On Tuesday, Nicholas D. Kristof, a columnist for the New York Times and a two-time Pulitzer Prize-winner, presented the College's inaugural Saint André Bessette, C.S.C. Lecture. Kristof discussed the themes highlighted in his best-selling book, Half the Sky: Turning Oppression into Opportunity for Women Worldwide, which he co-authored with his wife and fellow reporter, Sheryl WuDunn.

Kristof returned to the U.S. over the weekend after spending a turbulent week reporting from Egypt. As it's been widely-reported, journalists, including Kristof, have faced attacks while in Egypt.

"I was sneaking past check points where they were looking for journalists, past these thugs with clubs with nails embedded in them," Kristof told his Shields Science Center audience after being welcomed by Paul DaPonte, vice president for mission at Stonehill.

For years, Kristof has been travelling the globe, bringing to light human rights abuses, particularly those suffered by women.

Kristof said he and his wife first began to think about these issues when they were living in China.
"We began to see not only human rights abuses that were tied to gender but also what happens when you invest in girls' education.

In 1990, Kristof and WuDunn met a young girl in the Hubei province of China, whose family refused to pay for their daughter's education, which cost $13.

"We used this girl as our poster child," recalled Kristof, who began telling the girl's story in his New York Times column, and soon, donations to help send girls in that village to school, came pouring in.

Kristof says that one village in the Hubei province was completely transformed, in that girls in the area obtained great educations and good jobs and in turn, sent money back to their village to help other girls.
"It created this virtuous spiral of development that was utterly transformative."

It was experiences like these that made Kristof and his wife consider how people could address more effectively poverty and injustice.

"We argue that in the 19th century, the central moral challenge was slavery. In the 20th century, it was totalitarianism. In this century...it is the oppression of women."

Kristof shared several powerful stories and pictures from his book Half the Sky which reveal the harsh realities women and girls around the globe face on a daily basis, from maternal mortality to human trafficking.

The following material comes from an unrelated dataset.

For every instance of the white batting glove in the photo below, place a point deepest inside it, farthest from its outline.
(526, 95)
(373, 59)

Kristof and his wife have investigated brothels in Cambodia where 12-year-old girls work as sex slaves. They have also documented the suffering and ostracism of African and Asian teens afflicted with obstetric fistulas, a severe medical condition which affects pregnant girls with an undeveloped pelvis after severe or failed childbirth.

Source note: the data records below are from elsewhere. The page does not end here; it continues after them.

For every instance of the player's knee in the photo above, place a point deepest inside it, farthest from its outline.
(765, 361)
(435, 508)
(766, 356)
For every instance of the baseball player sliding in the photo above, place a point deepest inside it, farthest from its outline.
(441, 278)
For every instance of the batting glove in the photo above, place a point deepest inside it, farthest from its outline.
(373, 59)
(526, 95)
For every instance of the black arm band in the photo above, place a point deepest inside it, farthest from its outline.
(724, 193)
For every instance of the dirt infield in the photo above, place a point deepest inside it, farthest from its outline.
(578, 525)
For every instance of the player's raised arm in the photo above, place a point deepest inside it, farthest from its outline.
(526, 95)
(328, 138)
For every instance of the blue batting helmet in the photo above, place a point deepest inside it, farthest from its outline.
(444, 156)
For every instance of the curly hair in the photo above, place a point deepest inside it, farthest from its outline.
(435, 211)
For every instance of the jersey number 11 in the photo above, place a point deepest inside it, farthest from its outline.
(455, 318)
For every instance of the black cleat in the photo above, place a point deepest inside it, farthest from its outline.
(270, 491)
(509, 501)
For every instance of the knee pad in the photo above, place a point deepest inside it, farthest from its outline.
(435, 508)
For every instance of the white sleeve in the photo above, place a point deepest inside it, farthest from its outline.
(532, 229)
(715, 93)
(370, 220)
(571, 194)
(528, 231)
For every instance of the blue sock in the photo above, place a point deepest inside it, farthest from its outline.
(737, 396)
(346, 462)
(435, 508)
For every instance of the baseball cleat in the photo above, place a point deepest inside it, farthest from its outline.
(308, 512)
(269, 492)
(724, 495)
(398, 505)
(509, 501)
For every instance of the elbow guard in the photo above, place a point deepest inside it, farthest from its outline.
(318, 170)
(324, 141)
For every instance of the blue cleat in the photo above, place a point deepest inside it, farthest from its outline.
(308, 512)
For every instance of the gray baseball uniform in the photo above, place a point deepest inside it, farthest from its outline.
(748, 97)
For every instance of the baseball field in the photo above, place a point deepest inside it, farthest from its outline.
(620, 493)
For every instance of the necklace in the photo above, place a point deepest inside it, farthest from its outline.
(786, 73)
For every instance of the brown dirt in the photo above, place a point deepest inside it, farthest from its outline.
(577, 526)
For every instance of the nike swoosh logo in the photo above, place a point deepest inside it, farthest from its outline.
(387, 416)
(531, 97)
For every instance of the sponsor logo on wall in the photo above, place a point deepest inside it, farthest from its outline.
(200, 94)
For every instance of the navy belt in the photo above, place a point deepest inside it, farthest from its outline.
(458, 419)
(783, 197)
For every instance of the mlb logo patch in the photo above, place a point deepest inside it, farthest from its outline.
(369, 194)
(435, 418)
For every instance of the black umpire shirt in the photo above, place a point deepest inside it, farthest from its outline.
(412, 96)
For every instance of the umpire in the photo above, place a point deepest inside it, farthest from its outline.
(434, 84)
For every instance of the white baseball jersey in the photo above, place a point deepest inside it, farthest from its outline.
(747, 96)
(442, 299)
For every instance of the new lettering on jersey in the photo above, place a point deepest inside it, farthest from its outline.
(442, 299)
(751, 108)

"Women and girls aren't the problem. They are the solution," said Kristof, who believes the best way to fight poverty and extremism, is to educate and empower women and girls.

Kristof encouraged students to "get out of their comfort zones" and get out into the world, even if it's "on the wrong side of the tracks" in America.

"The whole point of the experience is to feel bewildered and overwhelmed at times and to give your parents gray hairs."

He also encouraged students to get engaged in a cause or issue that speaks to them. "That can be a pillar of your life. A chance to give back always abounds to finding oneself," said Kristof.

While Kristof admitted to having seen the grimiest of things and sites throughout his reporting, he noted, "when I come back home, the thing which leaves the deepest impression on me isn't the terrible things I see, but the incredibly heartwarming things I see.

"In the worst of humanity you find the best. This isn't a depressing field; it's an inspiring field."